During a photoshoot last fall in Nebraska, I zoomed in on Jackson Kayak pro Kristine Fischer as she was watching a fish swimming just below the surface.
I snapped photos as she leaned down and, instead of grabbing a fishing rod, picked up a compound bow and arrow.
I watched through the lens while Fischer took aim, released the arrow and narrowly missed a huge carp.
Fischer didn’t hit the fish, but I was struck with the challenge and simplicity of bow fishing from her kayak. Equipment isn’t fancy.

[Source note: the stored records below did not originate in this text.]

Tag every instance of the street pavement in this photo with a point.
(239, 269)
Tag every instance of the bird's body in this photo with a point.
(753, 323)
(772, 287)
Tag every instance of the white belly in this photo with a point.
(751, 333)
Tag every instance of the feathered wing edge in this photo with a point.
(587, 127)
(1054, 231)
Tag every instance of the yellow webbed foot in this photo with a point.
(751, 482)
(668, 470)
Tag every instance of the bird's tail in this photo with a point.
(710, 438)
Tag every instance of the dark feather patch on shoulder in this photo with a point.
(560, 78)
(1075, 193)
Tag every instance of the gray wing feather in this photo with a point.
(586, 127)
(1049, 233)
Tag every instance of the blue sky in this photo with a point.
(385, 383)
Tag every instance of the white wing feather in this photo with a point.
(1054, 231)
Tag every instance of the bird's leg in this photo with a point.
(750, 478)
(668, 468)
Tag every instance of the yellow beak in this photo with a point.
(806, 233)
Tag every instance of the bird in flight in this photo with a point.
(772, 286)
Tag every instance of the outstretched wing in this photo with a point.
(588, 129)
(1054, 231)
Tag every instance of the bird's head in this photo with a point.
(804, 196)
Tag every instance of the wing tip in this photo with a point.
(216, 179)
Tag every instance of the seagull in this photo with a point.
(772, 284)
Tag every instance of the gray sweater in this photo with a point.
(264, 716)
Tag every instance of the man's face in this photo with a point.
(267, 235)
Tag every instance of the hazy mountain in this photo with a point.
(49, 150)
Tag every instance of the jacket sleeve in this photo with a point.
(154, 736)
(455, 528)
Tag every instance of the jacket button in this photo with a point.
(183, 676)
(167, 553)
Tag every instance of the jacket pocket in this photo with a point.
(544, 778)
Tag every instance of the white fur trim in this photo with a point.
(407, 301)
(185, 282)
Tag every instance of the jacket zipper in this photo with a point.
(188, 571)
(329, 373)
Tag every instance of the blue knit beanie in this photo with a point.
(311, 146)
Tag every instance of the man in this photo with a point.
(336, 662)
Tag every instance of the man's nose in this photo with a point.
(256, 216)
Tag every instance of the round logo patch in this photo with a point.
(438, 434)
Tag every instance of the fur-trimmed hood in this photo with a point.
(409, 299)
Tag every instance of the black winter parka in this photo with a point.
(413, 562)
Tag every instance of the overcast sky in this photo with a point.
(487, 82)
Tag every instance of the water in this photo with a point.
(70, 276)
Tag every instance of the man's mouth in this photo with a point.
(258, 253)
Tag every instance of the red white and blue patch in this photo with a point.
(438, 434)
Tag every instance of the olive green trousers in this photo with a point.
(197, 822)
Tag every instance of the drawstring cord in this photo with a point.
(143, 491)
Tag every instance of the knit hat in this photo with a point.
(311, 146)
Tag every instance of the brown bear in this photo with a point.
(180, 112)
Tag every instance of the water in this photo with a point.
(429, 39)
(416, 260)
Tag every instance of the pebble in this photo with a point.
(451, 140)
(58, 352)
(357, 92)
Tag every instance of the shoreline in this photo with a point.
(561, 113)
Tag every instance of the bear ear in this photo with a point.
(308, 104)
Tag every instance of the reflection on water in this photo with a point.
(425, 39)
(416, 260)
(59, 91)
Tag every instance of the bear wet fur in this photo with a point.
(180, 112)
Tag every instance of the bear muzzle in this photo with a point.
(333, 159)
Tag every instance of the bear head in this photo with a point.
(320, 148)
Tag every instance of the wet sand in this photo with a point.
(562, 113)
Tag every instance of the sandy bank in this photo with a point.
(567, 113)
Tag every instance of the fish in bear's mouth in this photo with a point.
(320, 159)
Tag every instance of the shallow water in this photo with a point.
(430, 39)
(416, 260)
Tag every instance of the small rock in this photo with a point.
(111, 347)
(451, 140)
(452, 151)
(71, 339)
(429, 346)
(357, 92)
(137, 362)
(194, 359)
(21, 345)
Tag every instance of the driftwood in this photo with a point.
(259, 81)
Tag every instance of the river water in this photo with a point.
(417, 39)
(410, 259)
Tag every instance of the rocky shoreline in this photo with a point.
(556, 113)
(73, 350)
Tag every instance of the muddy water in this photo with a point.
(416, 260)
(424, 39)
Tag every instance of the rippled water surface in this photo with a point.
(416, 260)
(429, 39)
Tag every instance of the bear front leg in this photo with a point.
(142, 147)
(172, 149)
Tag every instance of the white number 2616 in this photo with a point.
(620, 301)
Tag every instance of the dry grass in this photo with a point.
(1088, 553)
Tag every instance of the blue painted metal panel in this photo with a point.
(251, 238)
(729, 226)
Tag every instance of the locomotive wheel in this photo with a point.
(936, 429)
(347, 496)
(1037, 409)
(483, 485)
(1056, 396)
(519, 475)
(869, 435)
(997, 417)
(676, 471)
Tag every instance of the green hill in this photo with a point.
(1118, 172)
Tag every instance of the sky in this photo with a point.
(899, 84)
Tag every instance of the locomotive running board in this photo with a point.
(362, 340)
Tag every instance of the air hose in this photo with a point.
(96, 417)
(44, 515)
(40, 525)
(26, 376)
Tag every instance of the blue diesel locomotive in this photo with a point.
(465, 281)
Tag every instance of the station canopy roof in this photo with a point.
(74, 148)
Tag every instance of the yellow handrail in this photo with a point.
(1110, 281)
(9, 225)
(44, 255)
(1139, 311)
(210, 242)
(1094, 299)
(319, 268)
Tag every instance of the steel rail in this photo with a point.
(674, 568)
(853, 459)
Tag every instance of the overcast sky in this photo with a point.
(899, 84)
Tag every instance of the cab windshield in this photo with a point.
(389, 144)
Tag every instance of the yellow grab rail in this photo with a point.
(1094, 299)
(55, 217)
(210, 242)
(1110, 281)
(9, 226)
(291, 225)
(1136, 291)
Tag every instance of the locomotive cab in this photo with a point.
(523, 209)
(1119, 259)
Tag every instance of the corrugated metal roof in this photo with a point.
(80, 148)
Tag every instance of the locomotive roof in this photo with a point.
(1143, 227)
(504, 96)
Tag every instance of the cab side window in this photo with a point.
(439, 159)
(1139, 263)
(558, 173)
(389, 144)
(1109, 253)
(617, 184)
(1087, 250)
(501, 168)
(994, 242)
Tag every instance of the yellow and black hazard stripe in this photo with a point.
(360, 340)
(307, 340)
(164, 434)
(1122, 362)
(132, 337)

Fischer says it’s possible to convert a hunting bow, but heavy draw weight isn’t necessary to shoot a fish at close range. “I like a bow with no let-off so I can snap shoot when I see a fish,” she adds.
Fischer debates between carbon fiber and fiberglass arrows. “Carbon fiber is more accurate but brittle and more expensive,” she explains. Fiberglass is a good choice for shorter shots over rocky bottom. The toughest challenge in bow fishing is hitting the fish.
It’s hard enough to aim at a moving object while standing on another moving object; bow fishermen have to take light refraction into account. To calculate how much light bends through water use the 10-4 rule. If you’re 10 feet from a fish one foot under the water, aim four inches below the fish. As the distance increases, add four inches for every 10 feet. “Plan to spend time practicing with submersible targets,” Fischer suggests.
Bow fishermen target saltwater and freshwater fish and they sight fish during the day and fish with lights at night.
Some states have rules against shooting game fish with bow and arrow, so many participants focus on invasive species like carp or nuisance fish such as sting rays. Since shoot and release is impossible, hunters are committed to consuming the fish they kill. Always check local regulations before heading out on the water.
“I like bow fishing from my kayak because I can access areas too shallow and narrow for a motorboat,” Fischer says. She admits bow fishing from a kayak is difficult, but the payoff is a new challenge and a tasty fish in the pot.